Problem 658

Problem 658

Incomplete words II

In the context of formal languages, any finite sequence of letters of a given alphabet $\Sigma$ is called a word over $\Sigma$. We call a word incomplete if it does not contain every letter of $\Sigma$.

For example, using the alphabet $\Sigma={a,b,c}$, ‘$ab$’, ‘$abab$’ and ‘ ‘ (the empty word) are incomplete words over $\Sigma$, while ‘$abac$’ is a complete word over $\Sigma$.

Given an alphabet $\Sigma$ of $\alpha$ letters, we define $I(\alpha,n)$ to be the number of incomplete words over $\Sigma$ with a length not exceeding $n$.
For example, $I(3,0)=1$, $I(3,2)=13$ and $I(3,4)=79$.

Let $S(k,n)=\displaystyle\sum_{\alpha=1}^k I(\alpha,n)$.
For example, $S(4,4)=406$, $S(8,8)=27902680$ and $S(10,100)\equiv 983602076\text{ mod }1\ 000\ 000\ 007$.

Find $S(10^7,10^{12})$. Give your answer modulo $1\ 000\ 000\ 007$.

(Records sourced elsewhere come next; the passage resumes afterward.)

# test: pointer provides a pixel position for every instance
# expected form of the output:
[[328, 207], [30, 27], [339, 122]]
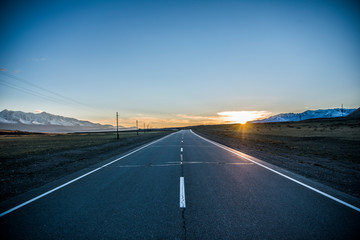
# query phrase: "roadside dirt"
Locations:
[[326, 157], [25, 173]]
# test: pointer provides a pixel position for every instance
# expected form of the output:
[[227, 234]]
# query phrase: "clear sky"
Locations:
[[175, 63]]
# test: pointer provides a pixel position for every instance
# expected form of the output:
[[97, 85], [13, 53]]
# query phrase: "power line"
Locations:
[[49, 95]]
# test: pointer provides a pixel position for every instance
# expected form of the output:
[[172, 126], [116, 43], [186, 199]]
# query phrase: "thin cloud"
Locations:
[[39, 59]]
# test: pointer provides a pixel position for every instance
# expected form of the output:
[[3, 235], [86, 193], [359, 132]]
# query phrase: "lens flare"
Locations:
[[242, 116]]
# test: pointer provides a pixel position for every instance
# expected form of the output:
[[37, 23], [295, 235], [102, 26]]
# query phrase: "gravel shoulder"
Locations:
[[23, 172]]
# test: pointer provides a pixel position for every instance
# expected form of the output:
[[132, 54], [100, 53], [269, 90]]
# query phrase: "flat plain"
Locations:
[[30, 160]]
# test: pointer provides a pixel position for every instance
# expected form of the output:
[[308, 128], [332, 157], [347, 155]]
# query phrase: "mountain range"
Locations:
[[46, 122], [309, 114]]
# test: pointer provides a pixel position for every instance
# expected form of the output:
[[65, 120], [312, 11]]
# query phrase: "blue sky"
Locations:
[[178, 62]]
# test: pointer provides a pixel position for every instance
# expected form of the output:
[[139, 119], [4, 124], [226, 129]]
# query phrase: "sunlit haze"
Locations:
[[243, 116], [178, 63]]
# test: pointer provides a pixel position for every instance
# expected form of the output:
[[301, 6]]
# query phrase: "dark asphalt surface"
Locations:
[[137, 197]]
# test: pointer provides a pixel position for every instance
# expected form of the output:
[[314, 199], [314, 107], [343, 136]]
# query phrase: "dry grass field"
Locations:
[[31, 160], [325, 150]]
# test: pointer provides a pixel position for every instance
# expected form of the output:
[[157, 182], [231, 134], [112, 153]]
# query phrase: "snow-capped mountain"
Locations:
[[310, 114], [45, 122]]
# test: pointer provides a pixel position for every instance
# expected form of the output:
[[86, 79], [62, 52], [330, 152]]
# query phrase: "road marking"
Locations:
[[279, 173], [78, 178], [182, 193]]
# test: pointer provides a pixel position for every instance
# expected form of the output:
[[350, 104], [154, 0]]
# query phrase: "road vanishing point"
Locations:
[[182, 186]]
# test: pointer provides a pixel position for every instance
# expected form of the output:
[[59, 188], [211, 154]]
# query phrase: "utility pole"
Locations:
[[137, 128], [117, 125]]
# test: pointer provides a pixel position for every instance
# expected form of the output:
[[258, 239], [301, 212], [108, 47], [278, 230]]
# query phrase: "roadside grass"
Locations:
[[28, 161], [336, 139], [13, 146], [326, 150]]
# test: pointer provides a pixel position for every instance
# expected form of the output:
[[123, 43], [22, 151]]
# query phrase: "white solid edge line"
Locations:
[[182, 193], [74, 180], [281, 174]]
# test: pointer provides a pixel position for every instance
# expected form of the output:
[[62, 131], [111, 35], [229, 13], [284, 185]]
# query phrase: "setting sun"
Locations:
[[242, 116]]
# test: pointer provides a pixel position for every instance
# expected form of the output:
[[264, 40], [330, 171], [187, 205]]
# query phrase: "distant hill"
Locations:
[[310, 114], [354, 114], [46, 122]]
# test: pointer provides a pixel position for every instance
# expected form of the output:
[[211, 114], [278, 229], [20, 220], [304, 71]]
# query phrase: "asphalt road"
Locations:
[[140, 196]]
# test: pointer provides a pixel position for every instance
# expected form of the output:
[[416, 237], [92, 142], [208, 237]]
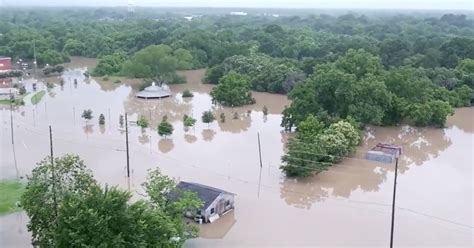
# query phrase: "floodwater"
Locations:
[[348, 205]]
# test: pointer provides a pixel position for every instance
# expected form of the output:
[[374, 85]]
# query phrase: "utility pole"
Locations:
[[259, 149], [126, 140], [260, 157], [53, 175], [34, 54], [11, 116], [393, 201]]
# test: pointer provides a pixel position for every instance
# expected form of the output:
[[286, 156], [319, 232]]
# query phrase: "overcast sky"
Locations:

例如,对于字母表$\Sigma={a,b,c}$,$\Sigma$上的单词’$ab$’,’$ababa$’和’ ‘(空单词)都是不完整的,而’$abac$’则是完整的。


记$S(k,n)=\displaystyle\sum_{\alpha=1}^k I(\alpha,n)$。
例如,$S(4,4)=406$,$S(8,8)=27902680$,$S(10,100)\equiv 983602076\text{ mod }1\ 000\ 000\ 007$。

求$S(10^7,10^{12})$,并将你的答案对$1\ 000\ 000\ 007$取余。